Having worked in the transportation industry for more than 30 years, I’ve seen the trucking segment come up against its fair share of challenges. Existing problems compounded by the new challenges presented by Covid-19 are impacting shippers, OEMs, dealers and end customers, along with transportation providers. So what are the main issues – and, crucially, the possible solutions?
1. Worsening driver shortages
The American Trucking Association estimates that as of July 2019 there could be 100,000 unfilled driver positions within five years and over 160,000 by 2028. Although the driver shortage is impacted by many factors, such as an ageing driver demographic, increased consumer spending and competing job sectors, there’s also a widely-held perception that truck driving isn’t the easiest of careers, particularly when it involves being on the road for extended periods of time. Other factors that exacerbate the problem is the higher prioritisation of safety and professionalism criteria when hiring drivers.
Another factor contributing to driver shortages is that commercial driving licences (CDL) can only be applied for from the age of 21. So after graduating high school, there’s a three-year ‘gap’ where young adults looking for a job will end up moving into careers that don’t include trucking.
Plus, driving a big truck isn’t a straightforward undertaking: moving a large mining dump truck is far more complex than moving a few thousand boxes of consumer goods. While a typical 53’ van can be upwards of 36 tonnes, high and heavy moves can weigh up to 113 tonnes, sometimes more in extreme cases.
Along with concerns regarding weight, dimensions, dimensional accuracy, speed limit restrictions and increased braking distance, there’s also a very real pressure on heavy-haul drivers to be hyper-aware of their surroundings – and the vehicle’s limitations. They need to think strategically about routes to safely transport the load.
2. The impact of Covid-19
The pandemic, particularly in the initial months, dramatically altered our drivers’ lives – finding places to park and eat became a challenge and drivers experienced growing confusion over differing protocols across states and increased anxiety over being separated from family and friends.
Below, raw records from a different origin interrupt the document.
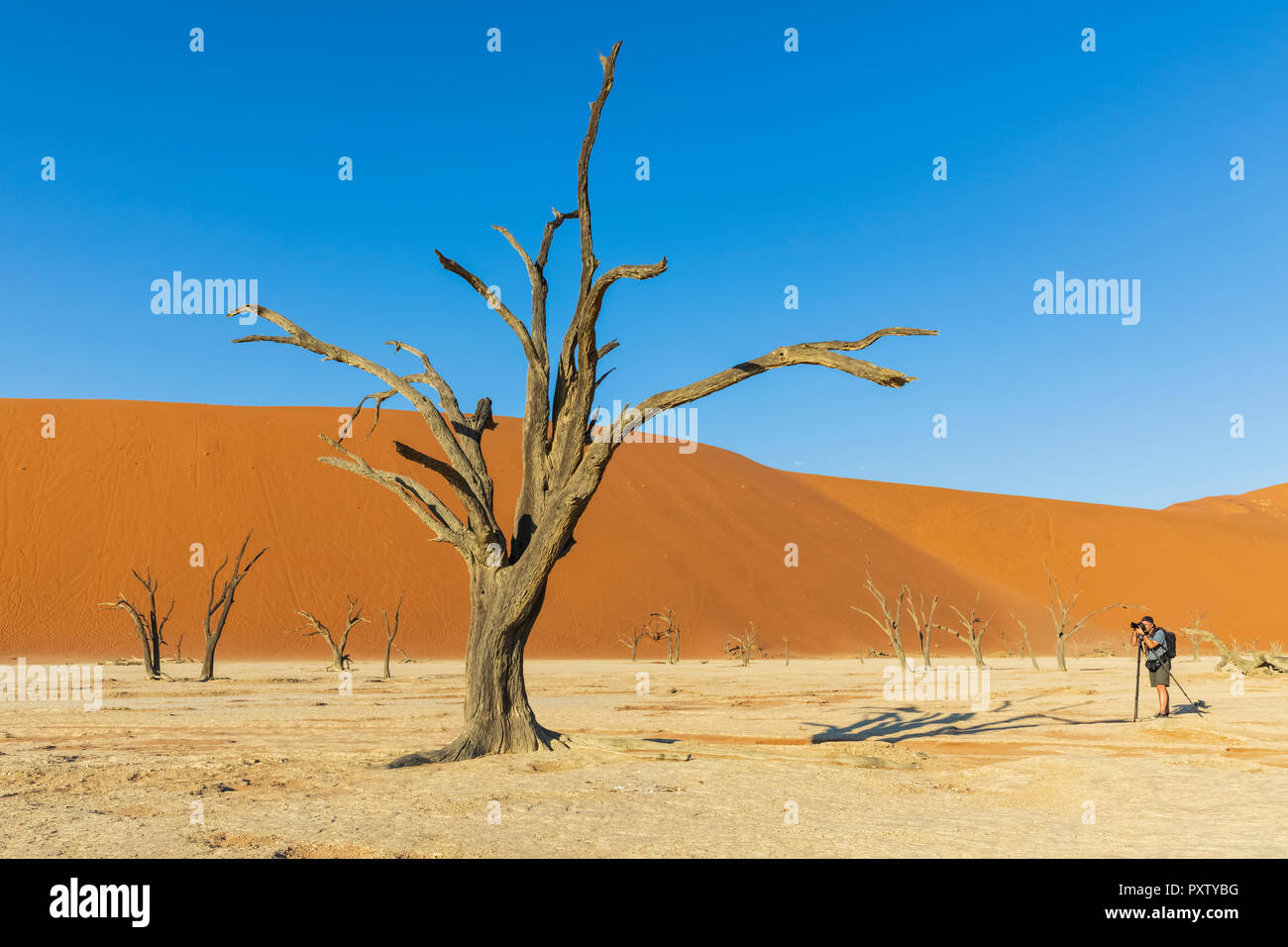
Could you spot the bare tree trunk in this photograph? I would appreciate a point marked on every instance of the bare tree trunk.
(566, 450)
(497, 714)
(207, 663)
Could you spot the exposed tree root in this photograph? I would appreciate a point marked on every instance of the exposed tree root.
(465, 748)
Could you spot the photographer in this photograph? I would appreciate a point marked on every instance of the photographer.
(1153, 641)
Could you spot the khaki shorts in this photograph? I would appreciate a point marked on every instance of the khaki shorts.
(1163, 676)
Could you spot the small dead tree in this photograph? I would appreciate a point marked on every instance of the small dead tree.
(339, 656)
(567, 446)
(150, 629)
(974, 629)
(1194, 631)
(741, 646)
(632, 639)
(390, 633)
(666, 626)
(922, 621)
(219, 605)
(1232, 656)
(889, 620)
(1024, 629)
(1061, 609)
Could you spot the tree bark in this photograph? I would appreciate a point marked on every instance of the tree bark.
(497, 714)
(207, 664)
(566, 451)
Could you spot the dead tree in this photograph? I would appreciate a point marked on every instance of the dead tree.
(390, 633)
(567, 445)
(1060, 611)
(1194, 631)
(223, 604)
(1232, 656)
(1026, 644)
(889, 620)
(741, 646)
(150, 629)
(664, 625)
(636, 634)
(922, 621)
(974, 629)
(339, 656)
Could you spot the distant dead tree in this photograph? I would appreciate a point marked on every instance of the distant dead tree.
(223, 604)
(1232, 656)
(974, 629)
(741, 646)
(1194, 631)
(339, 656)
(390, 633)
(889, 620)
(1026, 644)
(665, 625)
(1060, 612)
(632, 639)
(150, 629)
(566, 447)
(922, 621)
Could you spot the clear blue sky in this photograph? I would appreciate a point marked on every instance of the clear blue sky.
(768, 169)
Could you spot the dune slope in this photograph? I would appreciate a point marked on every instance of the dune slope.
(128, 484)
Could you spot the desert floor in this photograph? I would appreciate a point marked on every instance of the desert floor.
(284, 766)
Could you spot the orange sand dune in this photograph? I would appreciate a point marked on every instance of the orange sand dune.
(127, 484)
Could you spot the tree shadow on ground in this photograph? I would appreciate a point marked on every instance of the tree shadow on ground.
(910, 723)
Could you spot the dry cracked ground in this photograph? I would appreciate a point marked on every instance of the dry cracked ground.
(807, 759)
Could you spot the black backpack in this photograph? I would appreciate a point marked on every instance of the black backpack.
(1168, 648)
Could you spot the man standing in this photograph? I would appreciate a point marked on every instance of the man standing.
(1153, 639)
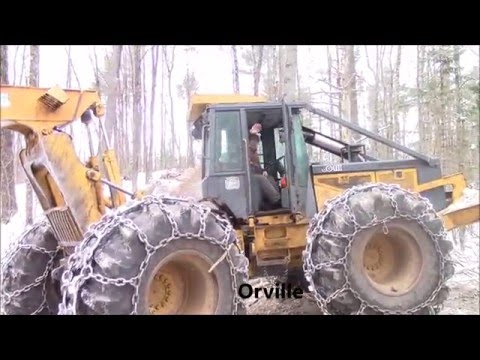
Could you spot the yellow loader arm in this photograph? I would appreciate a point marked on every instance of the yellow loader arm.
(463, 211)
(465, 207)
(69, 191)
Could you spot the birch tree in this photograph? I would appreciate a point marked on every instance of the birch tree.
(8, 196)
(34, 82)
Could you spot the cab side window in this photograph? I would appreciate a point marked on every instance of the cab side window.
(228, 155)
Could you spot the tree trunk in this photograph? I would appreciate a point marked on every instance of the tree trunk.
(150, 162)
(8, 196)
(137, 113)
(350, 89)
(113, 90)
(235, 72)
(257, 68)
(290, 80)
(34, 82)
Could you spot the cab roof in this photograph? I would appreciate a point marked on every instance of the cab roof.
(199, 102)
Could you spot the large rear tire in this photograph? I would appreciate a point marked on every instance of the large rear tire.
(27, 284)
(378, 249)
(154, 258)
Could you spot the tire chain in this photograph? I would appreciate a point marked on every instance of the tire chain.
(315, 230)
(14, 248)
(80, 260)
Add to that, many drivers nearing retirement chose to move their retirement date forward.
The impact of Covid-19 extended to consumer behaviour too. The crisis has drastically altered the demand for home delivery, which places greater risk of losing over-the-road drivers to local and parcel delivery. This shift also satisfies many drivers’ desire to be home more often, further impacting driver shortages.
3. Different regulations between states
From a regulatory standpoint, transportation providers deal with widely differing pilot car requirements, permit rules and gross and axel weight restrictions across different states in the US. A permit could cost 30 USD in one state and 1,500 USD in another. Driving time can be impacted by night-time travel restrictions and curfews (some states restrict the movement of larger machines from entering larger cities during the morning and afternoon rush hours). Such restrictions can add hundreds of miles and/or days to a driver’s route.
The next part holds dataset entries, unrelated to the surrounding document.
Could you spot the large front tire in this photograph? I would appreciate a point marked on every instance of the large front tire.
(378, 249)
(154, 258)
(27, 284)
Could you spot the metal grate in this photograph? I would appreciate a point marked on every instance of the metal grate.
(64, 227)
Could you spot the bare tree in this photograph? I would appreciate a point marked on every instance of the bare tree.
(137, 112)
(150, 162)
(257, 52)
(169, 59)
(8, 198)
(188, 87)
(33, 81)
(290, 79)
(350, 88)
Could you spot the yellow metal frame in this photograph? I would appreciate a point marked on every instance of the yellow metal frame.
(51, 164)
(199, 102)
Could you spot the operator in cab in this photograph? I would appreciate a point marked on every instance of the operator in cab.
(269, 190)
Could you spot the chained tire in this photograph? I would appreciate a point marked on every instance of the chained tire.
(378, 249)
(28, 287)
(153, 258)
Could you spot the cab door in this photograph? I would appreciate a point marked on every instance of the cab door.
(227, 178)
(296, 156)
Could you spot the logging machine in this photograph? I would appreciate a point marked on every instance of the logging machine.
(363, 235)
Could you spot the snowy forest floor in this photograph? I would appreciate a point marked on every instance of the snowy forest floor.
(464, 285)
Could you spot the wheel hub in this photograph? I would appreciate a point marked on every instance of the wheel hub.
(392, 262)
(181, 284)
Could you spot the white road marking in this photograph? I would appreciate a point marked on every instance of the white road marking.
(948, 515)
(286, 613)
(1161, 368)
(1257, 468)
While efforts are underway to create synergy between neighbouring state regulations – and some states have made strides to loosen restrictions – this will continue to be an ongoing challenge when selecting equipment to use for transport, and the routes taken.
So what’s the solution?
As we all know, there isn’t an easy answer. In the heavy haul trucking segment, these are complex problems that require the continued efforts of state and federal legislation, along with the support and assistance of industry trade associations. Increased effort to recruit driving talent to the transportation field is important too.
Since the start of the pandemic, the use of technology and adjustment of prior processes has improved efficiency, allowing for contactless delivery and digital signatures, resulting in less paperwork handling and better social distancing. We must continue our efforts to adopt digital tools to deliver innovative and safe solutions for customers.
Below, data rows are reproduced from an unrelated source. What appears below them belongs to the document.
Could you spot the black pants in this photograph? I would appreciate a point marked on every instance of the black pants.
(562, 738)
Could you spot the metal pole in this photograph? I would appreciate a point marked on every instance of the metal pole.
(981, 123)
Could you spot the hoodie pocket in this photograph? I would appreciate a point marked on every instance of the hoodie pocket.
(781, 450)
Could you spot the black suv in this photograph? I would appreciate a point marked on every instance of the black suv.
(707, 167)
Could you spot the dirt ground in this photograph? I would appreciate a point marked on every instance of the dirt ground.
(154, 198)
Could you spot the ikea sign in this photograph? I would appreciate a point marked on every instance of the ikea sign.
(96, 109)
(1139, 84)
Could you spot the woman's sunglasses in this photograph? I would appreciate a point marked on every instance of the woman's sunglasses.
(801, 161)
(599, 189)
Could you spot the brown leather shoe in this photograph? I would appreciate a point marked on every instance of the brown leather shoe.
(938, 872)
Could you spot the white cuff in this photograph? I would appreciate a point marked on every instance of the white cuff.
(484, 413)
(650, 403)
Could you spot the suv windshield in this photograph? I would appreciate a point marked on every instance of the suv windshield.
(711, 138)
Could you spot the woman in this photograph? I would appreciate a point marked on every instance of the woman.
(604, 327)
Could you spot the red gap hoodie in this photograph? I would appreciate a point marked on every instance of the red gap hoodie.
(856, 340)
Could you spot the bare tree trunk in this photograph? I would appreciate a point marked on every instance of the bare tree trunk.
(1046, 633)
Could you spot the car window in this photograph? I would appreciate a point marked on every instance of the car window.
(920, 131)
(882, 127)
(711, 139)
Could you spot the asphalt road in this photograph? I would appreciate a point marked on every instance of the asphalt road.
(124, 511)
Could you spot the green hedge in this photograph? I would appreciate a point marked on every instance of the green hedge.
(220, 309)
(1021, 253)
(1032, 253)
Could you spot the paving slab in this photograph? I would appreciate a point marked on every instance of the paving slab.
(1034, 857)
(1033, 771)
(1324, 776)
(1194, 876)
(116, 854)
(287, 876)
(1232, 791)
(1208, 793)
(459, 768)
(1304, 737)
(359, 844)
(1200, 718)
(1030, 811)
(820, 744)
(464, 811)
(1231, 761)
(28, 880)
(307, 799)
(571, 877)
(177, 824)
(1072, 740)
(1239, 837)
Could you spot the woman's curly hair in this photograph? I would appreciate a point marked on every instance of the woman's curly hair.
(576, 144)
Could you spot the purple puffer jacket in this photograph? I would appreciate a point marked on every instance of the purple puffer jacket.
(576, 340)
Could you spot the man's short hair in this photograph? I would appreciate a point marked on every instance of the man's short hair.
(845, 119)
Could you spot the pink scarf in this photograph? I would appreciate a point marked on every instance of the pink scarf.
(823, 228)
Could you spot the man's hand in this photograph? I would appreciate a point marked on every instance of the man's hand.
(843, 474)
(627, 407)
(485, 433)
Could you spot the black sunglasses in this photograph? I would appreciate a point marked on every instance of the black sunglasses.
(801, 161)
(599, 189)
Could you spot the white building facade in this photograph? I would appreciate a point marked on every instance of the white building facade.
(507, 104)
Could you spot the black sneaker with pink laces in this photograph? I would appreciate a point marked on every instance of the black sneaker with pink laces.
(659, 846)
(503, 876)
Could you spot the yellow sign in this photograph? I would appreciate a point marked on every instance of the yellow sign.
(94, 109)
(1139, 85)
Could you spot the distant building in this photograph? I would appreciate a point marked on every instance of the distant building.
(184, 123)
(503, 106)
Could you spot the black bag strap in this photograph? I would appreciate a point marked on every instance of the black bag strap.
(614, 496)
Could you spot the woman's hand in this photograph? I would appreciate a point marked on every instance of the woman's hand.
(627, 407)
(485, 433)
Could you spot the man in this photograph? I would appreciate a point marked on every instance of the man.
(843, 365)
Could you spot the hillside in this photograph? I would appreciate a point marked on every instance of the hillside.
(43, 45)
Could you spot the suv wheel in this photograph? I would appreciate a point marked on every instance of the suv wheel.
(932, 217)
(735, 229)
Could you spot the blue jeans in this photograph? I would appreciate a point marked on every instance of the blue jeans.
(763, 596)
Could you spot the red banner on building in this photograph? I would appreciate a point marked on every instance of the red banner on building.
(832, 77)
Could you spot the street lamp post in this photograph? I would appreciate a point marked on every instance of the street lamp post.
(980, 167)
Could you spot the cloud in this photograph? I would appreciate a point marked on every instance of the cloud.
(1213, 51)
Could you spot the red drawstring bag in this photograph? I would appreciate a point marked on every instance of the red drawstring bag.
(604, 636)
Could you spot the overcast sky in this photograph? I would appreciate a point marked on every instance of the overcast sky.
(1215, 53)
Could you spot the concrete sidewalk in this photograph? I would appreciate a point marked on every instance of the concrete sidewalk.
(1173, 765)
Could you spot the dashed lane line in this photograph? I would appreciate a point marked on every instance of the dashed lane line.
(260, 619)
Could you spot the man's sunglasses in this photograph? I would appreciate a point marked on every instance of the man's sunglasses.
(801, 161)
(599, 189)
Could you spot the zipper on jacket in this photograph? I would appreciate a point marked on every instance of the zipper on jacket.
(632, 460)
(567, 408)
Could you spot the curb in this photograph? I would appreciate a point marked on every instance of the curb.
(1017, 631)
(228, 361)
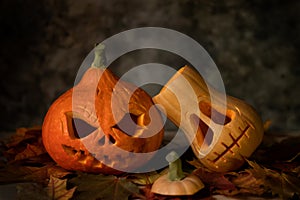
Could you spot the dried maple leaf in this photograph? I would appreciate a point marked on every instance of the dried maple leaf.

Collaboration is key to future success. By working closely with shippers and OEMs, we can ensure dimensions are accurate so as to avoid additional delays and transportation costs due to permit re-issuance, equipment re-planning or new routings. Such delays put strain on timelines for transport, particularly when meeting vessel departure schedules, which is something we’re mindful of when transferring import and export units to and from port.
Our commitment to service doesn’t end with moving a machine. It’s the interdependence and teamwork of shippers and transport providers that will truly drive success.